Private equity-backed buyers accounted for 61% of deals between RIAs in 2019, up from only 37% in 2016, according to the AGS report.

That’s partly why valuations counterintuitively rose from a median adjusted EBITDA multiple of 5.1-times from 2015 to 2018, to 6.6-times in 2019, according to Kawal. In previous years, a seller’s valuation in a cash transaction would typically fall an average of 18%, he said.

Like buyers, RIA sellers also like the certainty of a cash windfall. Most independent RIAs have only one or just a few owners, whose wealth is tied up in the business. As they begin phasing out or leaving the industry entirely, a liquidity event is attractive to them.

More advisors are approaching that decision, too.
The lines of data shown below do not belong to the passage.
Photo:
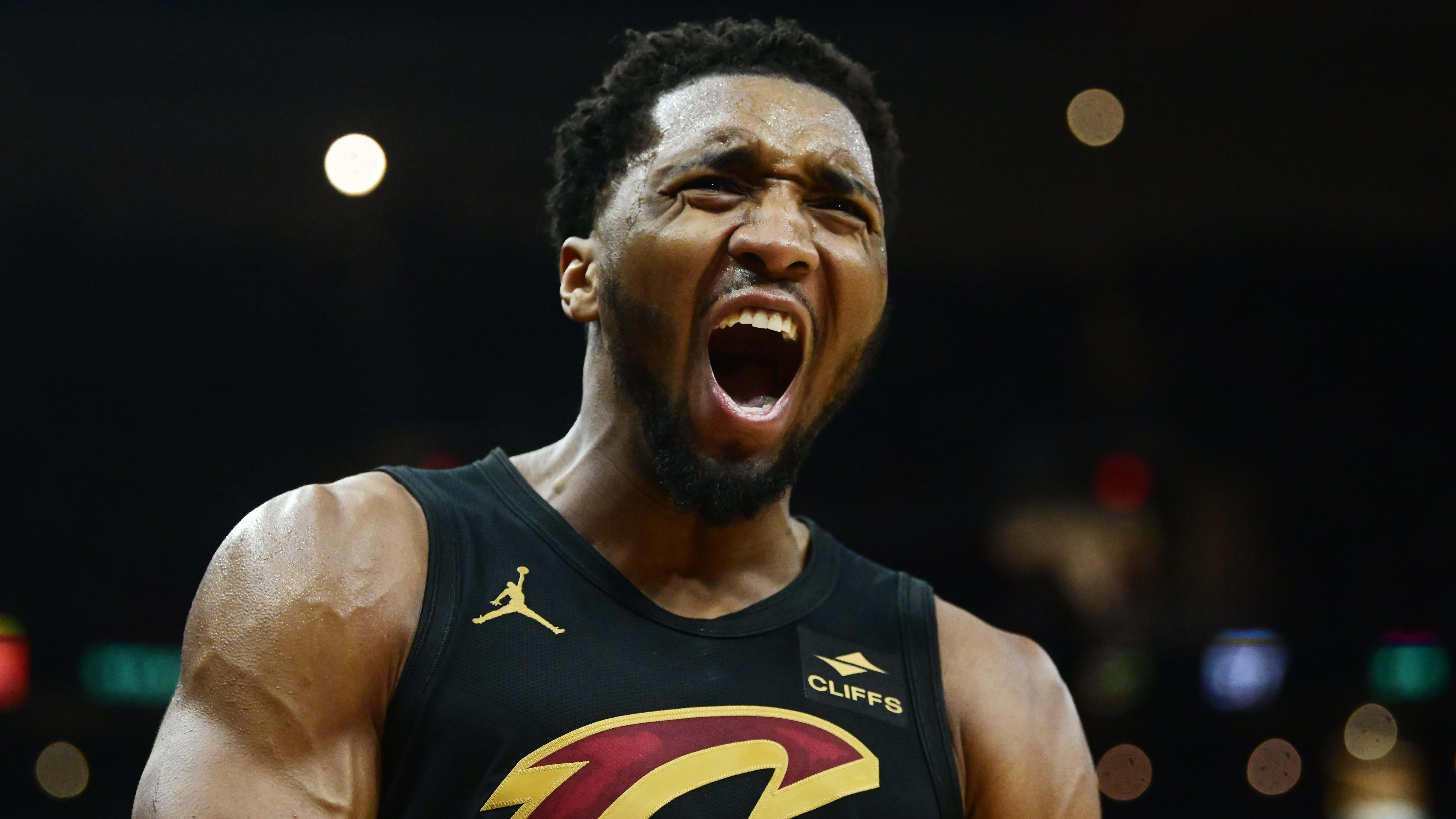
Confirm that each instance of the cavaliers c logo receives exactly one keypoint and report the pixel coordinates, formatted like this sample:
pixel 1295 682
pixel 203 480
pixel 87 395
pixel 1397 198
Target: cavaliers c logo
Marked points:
pixel 630 767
In the next decade, more than 111,500 financial advisors — representing one-third of the workforce and assets under management — are expected to retire (and not enough people want to fill their shoes). Over that same period, RIA firms with about $2.5 trillion in assets under management could be acquired, according to a Cerulli Associates.

But even though the group of prolific RIAs buyers flush with cash has grown, there still aren’t enough of them to take advantage of the entire wave of deal volume approaching. The recent AGS report found that only 16 RIA buyers accounted for 66% of all RIA transactions in 2019. 

If more RIA buyers don’t enter the market, there could be a shift in supply and demand, Kawal said. 

“It doesn’t mean you won’t get a fair deal,” Kawal said about sellers. But convincing a buyer to pay a multiple beyond the average will be more difficult.